The debt ceiling is a historical accident dating back to World War I. Until
1917, Congress had to vote its approval each individual time the government wanted
to borrow money. But with the passage of the Second Liberty Bond Act, Congress
instead set an overall limit for debt.
It made sense at the time, since the federal government needed more flexible
borrowing authority during World War I. Federal spending increased by a factor
of 25 from 1916 to 1919, from $712 million to $18.5 billion. About 70 percent
of the World War I spending was borrowed money. For comparison, the entire U.S.
economy in 1919 measured just $84 billion.
After World War I, the debt ceiling lapsed into decades of unimportance. In
the early 1920s, the annual federal budget had dropped back to less than $3 billion.
Moreover, the 1920s were a decade of budget surpluses.
Federal borrowing increased during the Great Depression of the 1930s and even
more during World War II, but in both situations, most people had more important
things to worry about than how much money the government was borrowing.
The deficits have kept coming - since 1931, the federal government has run
a surplus during only eight fiscal years - but they remained relatively small.
The debt ceiling was $300 billion in 1945, and after a lot of tinkering in the
intervening years, it was again $300 billion in 1962.
The U.S. government has run a deficit every year since then, except for 1969.
But through the 1970s, the deficits were small enough that the overall ratio of
federal debt declined steadily; for example, gross federal debt was 58 percent
of GDP in 1960, but only 34 percent by 1980.
But then the came the outside deficits of the 1980s, which have carried on
into the 1990s. In 1995, gross federal debt has climbed to 70 percent of gross
domestic product.
This year's federal budget reports 29 increases in the debt ceiling since 1981
- roughly one increase every six months. At this pace, the debt ceiling has become
little more than a ritual opportunity for political grandstanding.
In the early 1980s, for example, congressional Democrats regularly used to
threaten President Reagan that they wouldn't raise the debt ceiling unless he
agreed to higher taxes or lower defense spending. Now, the Republican Congress
will probably threaten not to raise the debt ceiling unless President Clinton
surrenders on other elements of their agenda.
Such threats are Unabomber logic: Unless you give in to my political demands,
I'll be forced to do something really destructive. If the debt ceiling is not
raised in time for the federal government to pay its bills, there would be considerable
disruption to the elderly, sick and poor people who are depending on the arrival
of some federal support.
In addition, financial markets would exact a penalty if interest payments on
past federal debt were delayed for even a few days.

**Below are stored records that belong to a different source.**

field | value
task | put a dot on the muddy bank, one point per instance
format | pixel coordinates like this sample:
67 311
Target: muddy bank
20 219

Such delays mean that loaning
to the federal government is riskier, and the government would have to pay higher
interest rates for years.
The non-partisan Congressional Budget Office now calls the debt ceiling "an
anachronism." CBO points out that the idea of a debt ceiling only makes sense
if most spending is determined in the annual budget process. This was largely
true back in 1916, but it's no longer accurate.
Two-thirds of all federal spending is now classified as ''mandatory'' in the
budget, which means that previous acts of Congress have already promised people
that they will be entitled to money through such programs as Social Security,
Medicare, Medicaid, other entitlement programs, and interest payments on past
debt.
Moreover, the $4.9 trillion debt ceiling includes both $3.6 trillion which
is held by private investors and $1.3 trillion that is held in trust funds, like
the fund for Social Security. So the debt ceiling not only limits borrowing that
drains funds from the private economy, it also limits building up the Social Security
trust fund.
As the CBO concluded in a recent report: "By the time the debt ceiling
comes up for a vote, it is too late to balk at paying the government's bills without
incurring drastic consequences."
A debt ceiling is an open invitation to play out a farce of pompous speeches
and insincere threats, before voting for the increase that everyone knows must
happen. It's a sideshow, a distraction from the trench warfare of deficit reduction.